Manuel
Gómez Granados.
Al concluir octubre terminó una era en el
Instituto Federal Electoral, la de Leonardo Valdés Zurita como consejero
presidente de esa institución. Es difícil hacer una valoración cabal del
desempeño de Valdés en un espacio tan reducido como éste. Es claro que, sin ser
abogado, pues lo suyo es la economía y la ciencia política, Valdés es—ya desde
los ochenta—una de las personas que más sabe de elecciones e instituciones
electorales mexicanas y de América Latina. Sin embargo, como otros consejeros
que llegaron al IFE luego de la primera “camada”, aquella en que estuvieron
José Woldenberg, Miguel Ángel Granados Chapa o Ricardo Pozas Horcasitas, entre
otros, a Valdés le faltó el bono que otorga la confianza que no depende del
conocimiento técnico puro.
Más importante que lo que pudo faltarle a
Valdés y antes de él a Carlos Ugalde, es
pensar qué sucederá con el IFE en los próximos meses, habida cuenta que se
elegirán a cinco consejeros, uno de ellos con el rango de consejero presidente,
en un momento en que los ánimos en las cámaras del Congreso estarán muy
caldeados por la discusión del presupuesto de 2014 y por la reforma electoral
que, entre otras cosas, ha abierto—de nuevo—la discusión sobre el futuro del
IFE y su eventual transformación en una institución nacional única, lo que
implicaría transformar o eliminar a las 32 autoridades electorales que ahora
existen en cada una de las entidades. Los
ánimos están tan caldeados que la elección de los consejeros debió
ocurrir a mediados de este año y no fue posible realizarla.

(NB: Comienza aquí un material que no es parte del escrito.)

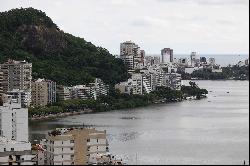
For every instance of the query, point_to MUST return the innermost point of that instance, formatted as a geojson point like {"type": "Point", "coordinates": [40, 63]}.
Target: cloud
{"type": "Point", "coordinates": [209, 2]}
{"type": "Point", "coordinates": [208, 26]}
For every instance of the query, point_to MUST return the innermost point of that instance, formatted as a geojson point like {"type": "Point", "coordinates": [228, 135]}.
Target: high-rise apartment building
{"type": "Point", "coordinates": [211, 61]}
{"type": "Point", "coordinates": [203, 60]}
{"type": "Point", "coordinates": [167, 55]}
{"type": "Point", "coordinates": [16, 75]}
{"type": "Point", "coordinates": [25, 96]}
{"type": "Point", "coordinates": [75, 146]}
{"type": "Point", "coordinates": [39, 93]}
{"type": "Point", "coordinates": [193, 58]}
{"type": "Point", "coordinates": [51, 91]}
{"type": "Point", "coordinates": [14, 120]}
{"type": "Point", "coordinates": [131, 55]}
{"type": "Point", "coordinates": [14, 146]}
{"type": "Point", "coordinates": [1, 84]}
{"type": "Point", "coordinates": [63, 92]}
{"type": "Point", "coordinates": [43, 92]}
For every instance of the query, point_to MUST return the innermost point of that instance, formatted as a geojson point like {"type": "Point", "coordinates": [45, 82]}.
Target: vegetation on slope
{"type": "Point", "coordinates": [116, 101]}
{"type": "Point", "coordinates": [235, 72]}
{"type": "Point", "coordinates": [28, 34]}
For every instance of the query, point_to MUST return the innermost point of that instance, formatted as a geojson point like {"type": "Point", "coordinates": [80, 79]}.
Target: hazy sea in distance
{"type": "Point", "coordinates": [221, 59]}
{"type": "Point", "coordinates": [214, 130]}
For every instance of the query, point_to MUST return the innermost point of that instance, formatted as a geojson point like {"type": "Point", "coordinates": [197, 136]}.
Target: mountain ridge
{"type": "Point", "coordinates": [29, 34]}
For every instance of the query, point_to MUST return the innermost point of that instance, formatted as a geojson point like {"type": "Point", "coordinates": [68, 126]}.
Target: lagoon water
{"type": "Point", "coordinates": [214, 130]}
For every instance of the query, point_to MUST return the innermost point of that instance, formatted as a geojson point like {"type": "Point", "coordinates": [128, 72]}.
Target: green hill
{"type": "Point", "coordinates": [28, 34]}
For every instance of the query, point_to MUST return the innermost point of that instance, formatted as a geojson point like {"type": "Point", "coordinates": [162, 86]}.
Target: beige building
{"type": "Point", "coordinates": [77, 146]}
{"type": "Point", "coordinates": [1, 86]}
{"type": "Point", "coordinates": [63, 92]}
{"type": "Point", "coordinates": [39, 93]}
{"type": "Point", "coordinates": [43, 92]}
{"type": "Point", "coordinates": [16, 75]}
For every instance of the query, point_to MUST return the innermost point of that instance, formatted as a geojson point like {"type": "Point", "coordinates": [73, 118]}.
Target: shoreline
{"type": "Point", "coordinates": [88, 111]}
{"type": "Point", "coordinates": [59, 115]}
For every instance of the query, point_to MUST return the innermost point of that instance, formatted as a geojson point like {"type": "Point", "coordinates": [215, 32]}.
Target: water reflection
{"type": "Point", "coordinates": [190, 132]}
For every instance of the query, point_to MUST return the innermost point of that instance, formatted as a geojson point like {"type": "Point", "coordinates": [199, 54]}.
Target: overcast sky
{"type": "Point", "coordinates": [205, 26]}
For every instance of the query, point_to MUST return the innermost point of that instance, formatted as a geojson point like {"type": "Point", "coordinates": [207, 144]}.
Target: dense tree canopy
{"type": "Point", "coordinates": [28, 34]}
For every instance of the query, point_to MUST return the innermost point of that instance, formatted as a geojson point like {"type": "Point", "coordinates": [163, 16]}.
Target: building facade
{"type": "Point", "coordinates": [14, 146]}
{"type": "Point", "coordinates": [23, 94]}
{"type": "Point", "coordinates": [39, 93]}
{"type": "Point", "coordinates": [15, 152]}
{"type": "Point", "coordinates": [16, 75]}
{"type": "Point", "coordinates": [63, 92]}
{"type": "Point", "coordinates": [43, 92]}
{"type": "Point", "coordinates": [74, 146]}
{"type": "Point", "coordinates": [1, 84]}
{"type": "Point", "coordinates": [131, 55]}
{"type": "Point", "coordinates": [167, 55]}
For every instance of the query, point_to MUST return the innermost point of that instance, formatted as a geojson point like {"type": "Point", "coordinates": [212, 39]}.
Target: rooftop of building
{"type": "Point", "coordinates": [11, 61]}
{"type": "Point", "coordinates": [4, 140]}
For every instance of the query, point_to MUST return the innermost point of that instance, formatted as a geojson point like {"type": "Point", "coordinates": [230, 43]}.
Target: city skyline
{"type": "Point", "coordinates": [207, 27]}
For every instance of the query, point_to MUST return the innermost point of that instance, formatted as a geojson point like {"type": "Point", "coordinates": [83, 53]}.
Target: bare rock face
{"type": "Point", "coordinates": [42, 40]}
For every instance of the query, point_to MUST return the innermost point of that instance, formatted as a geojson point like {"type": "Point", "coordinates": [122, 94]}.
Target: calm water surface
{"type": "Point", "coordinates": [214, 130]}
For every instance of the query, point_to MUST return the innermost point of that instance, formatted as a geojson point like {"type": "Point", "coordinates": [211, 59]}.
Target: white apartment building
{"type": "Point", "coordinates": [131, 55]}
{"type": "Point", "coordinates": [93, 90]}
{"type": "Point", "coordinates": [149, 79]}
{"type": "Point", "coordinates": [14, 146]}
{"type": "Point", "coordinates": [14, 121]}
{"type": "Point", "coordinates": [98, 88]}
{"type": "Point", "coordinates": [211, 61]}
{"type": "Point", "coordinates": [51, 91]}
{"type": "Point", "coordinates": [16, 75]}
{"type": "Point", "coordinates": [43, 92]}
{"type": "Point", "coordinates": [23, 94]}
{"type": "Point", "coordinates": [167, 55]}
{"type": "Point", "coordinates": [80, 92]}
{"type": "Point", "coordinates": [15, 152]}
{"type": "Point", "coordinates": [63, 92]}
{"type": "Point", "coordinates": [1, 84]}
{"type": "Point", "coordinates": [193, 59]}
{"type": "Point", "coordinates": [75, 146]}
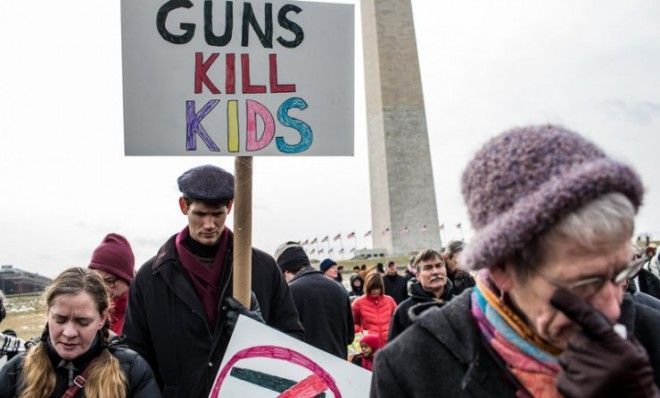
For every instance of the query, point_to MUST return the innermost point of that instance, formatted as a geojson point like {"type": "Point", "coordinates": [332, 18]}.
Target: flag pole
{"type": "Point", "coordinates": [242, 267]}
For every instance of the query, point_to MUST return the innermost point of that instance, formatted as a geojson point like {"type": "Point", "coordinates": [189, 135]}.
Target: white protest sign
{"type": "Point", "coordinates": [237, 78]}
{"type": "Point", "coordinates": [261, 362]}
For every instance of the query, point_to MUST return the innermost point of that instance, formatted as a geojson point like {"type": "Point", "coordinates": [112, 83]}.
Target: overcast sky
{"type": "Point", "coordinates": [486, 66]}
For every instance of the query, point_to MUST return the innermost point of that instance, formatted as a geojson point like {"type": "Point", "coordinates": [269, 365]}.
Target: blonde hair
{"type": "Point", "coordinates": [105, 377]}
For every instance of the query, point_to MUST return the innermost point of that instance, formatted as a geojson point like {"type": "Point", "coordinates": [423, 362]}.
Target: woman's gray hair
{"type": "Point", "coordinates": [607, 220]}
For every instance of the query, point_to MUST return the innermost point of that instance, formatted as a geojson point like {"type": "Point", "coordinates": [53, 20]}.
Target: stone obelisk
{"type": "Point", "coordinates": [403, 207]}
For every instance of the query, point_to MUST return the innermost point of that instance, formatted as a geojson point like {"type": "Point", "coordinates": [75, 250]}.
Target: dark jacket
{"type": "Point", "coordinates": [324, 310]}
{"type": "Point", "coordinates": [461, 280]}
{"type": "Point", "coordinates": [649, 283]}
{"type": "Point", "coordinates": [141, 382]}
{"type": "Point", "coordinates": [395, 286]}
{"type": "Point", "coordinates": [165, 321]}
{"type": "Point", "coordinates": [445, 353]}
{"type": "Point", "coordinates": [402, 317]}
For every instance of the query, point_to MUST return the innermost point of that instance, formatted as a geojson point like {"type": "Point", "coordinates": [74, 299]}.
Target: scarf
{"type": "Point", "coordinates": [531, 359]}
{"type": "Point", "coordinates": [205, 278]}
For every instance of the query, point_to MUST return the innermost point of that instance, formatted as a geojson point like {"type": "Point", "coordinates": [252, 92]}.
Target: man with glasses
{"type": "Point", "coordinates": [553, 218]}
{"type": "Point", "coordinates": [114, 260]}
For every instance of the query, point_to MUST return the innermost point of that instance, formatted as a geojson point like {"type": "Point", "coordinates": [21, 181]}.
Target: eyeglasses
{"type": "Point", "coordinates": [110, 282]}
{"type": "Point", "coordinates": [587, 287]}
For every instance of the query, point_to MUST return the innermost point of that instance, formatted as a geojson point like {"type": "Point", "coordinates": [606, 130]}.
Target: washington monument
{"type": "Point", "coordinates": [403, 208]}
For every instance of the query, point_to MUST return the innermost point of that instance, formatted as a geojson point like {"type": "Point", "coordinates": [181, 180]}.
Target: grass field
{"type": "Point", "coordinates": [25, 315]}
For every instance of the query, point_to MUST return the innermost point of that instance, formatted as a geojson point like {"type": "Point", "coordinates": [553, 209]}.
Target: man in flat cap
{"type": "Point", "coordinates": [181, 312]}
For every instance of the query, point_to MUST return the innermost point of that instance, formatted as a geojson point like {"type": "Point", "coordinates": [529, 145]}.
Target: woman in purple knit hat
{"type": "Point", "coordinates": [553, 218]}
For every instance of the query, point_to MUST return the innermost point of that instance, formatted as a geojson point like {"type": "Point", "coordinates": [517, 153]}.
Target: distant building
{"type": "Point", "coordinates": [16, 281]}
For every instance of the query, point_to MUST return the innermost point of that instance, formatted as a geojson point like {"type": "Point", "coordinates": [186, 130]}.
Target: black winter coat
{"type": "Point", "coordinates": [141, 381]}
{"type": "Point", "coordinates": [325, 311]}
{"type": "Point", "coordinates": [402, 316]}
{"type": "Point", "coordinates": [165, 321]}
{"type": "Point", "coordinates": [445, 354]}
{"type": "Point", "coordinates": [395, 286]}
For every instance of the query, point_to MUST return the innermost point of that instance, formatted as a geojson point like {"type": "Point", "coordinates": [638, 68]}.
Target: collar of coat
{"type": "Point", "coordinates": [168, 252]}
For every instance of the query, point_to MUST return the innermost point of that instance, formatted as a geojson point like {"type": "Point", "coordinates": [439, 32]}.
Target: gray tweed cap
{"type": "Point", "coordinates": [522, 182]}
{"type": "Point", "coordinates": [207, 183]}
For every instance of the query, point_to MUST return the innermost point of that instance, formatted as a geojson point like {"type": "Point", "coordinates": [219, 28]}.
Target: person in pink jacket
{"type": "Point", "coordinates": [373, 310]}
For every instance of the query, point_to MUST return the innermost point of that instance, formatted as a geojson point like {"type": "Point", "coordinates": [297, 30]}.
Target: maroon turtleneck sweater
{"type": "Point", "coordinates": [203, 271]}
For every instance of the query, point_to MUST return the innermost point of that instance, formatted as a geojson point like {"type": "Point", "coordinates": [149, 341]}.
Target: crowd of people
{"type": "Point", "coordinates": [550, 298]}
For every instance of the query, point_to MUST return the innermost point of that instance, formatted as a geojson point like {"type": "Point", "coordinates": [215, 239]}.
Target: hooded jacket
{"type": "Point", "coordinates": [324, 310]}
{"type": "Point", "coordinates": [402, 316]}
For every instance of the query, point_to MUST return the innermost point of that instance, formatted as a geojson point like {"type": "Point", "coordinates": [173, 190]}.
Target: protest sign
{"type": "Point", "coordinates": [247, 78]}
{"type": "Point", "coordinates": [263, 362]}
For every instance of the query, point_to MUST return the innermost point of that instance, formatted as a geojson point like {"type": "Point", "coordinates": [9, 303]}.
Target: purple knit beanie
{"type": "Point", "coordinates": [114, 255]}
{"type": "Point", "coordinates": [524, 181]}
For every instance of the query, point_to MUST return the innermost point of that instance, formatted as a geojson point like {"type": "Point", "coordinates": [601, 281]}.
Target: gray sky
{"type": "Point", "coordinates": [486, 66]}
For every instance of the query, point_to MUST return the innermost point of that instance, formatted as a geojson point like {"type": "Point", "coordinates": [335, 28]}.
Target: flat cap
{"type": "Point", "coordinates": [207, 183]}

El primer problema que enfrenta el proceso de
elección de consejeros, es que no permite la reelección de aquellos que hayan hecho bien su trabajo, los que se
hayan ganado la confianza de la ciudadanía, como ocurrió con Woldenberg. En
este modelo, resulta muy difícil
acreditar la capacidad y aumentar la confianza en tal o cual consejero. Una
reforma electoral sensata tendría que reconocer que el gran problema de las
elecciones en México sigue siendo la (des)confianza que inspiran las decisiones
de los consejeros electorales y que los posibles candidatos a ocupar ese cargo
son personas que pueden tener muchas calificaciones técnicas, pero que son poco
conocidos más allá del ámbito de su especialidad y difícilmente concitan la
confianza del público en general.
Otro problema es el de los gastos en que
incurre el IFE, sus contrapartes en las 32 entidades, además del Tribunal
Electoral, sus salas regionales y los 32 tribunales electorales del país,
además de los partidos políticos en sí mismos. Somos un país con elecciones
sumamente caras, ritualizadas, farragosas, altamente burocratizadas que lejos
de contribuir a la construcción de confianza, más bien la socavan y alientan el
conflicto. Es cierto, los partidos políticos no ayudan tampoco. Sus líderes
frecuentemente tratan de ocultar sus errores y los errores de sus estructuras
tras argumentos muy desgastados, como el del fraude electoral que, lejos de
alentar la participación y la confianza en el proceso electoral, alimentan los
miedos de los escépticos y favorecen el constante descrédito de la democracia y
sus procedimientos.
Se trata de problemas que no se van a
resolver con abultados currículos de personas que pueden tener uno, dos o tres
doctorados pero que—por el mismo grado de especialización que han logrado o por
pedantería—hablan un lenguaje ajeno al de la mayoría y son incapaces de
construir confianza en sus decisiones y en el desempeño de las instituciones
que dirigen. El resultado es una creciente
desconfianza en las instituciones electorales, que debilita nuestra democracia.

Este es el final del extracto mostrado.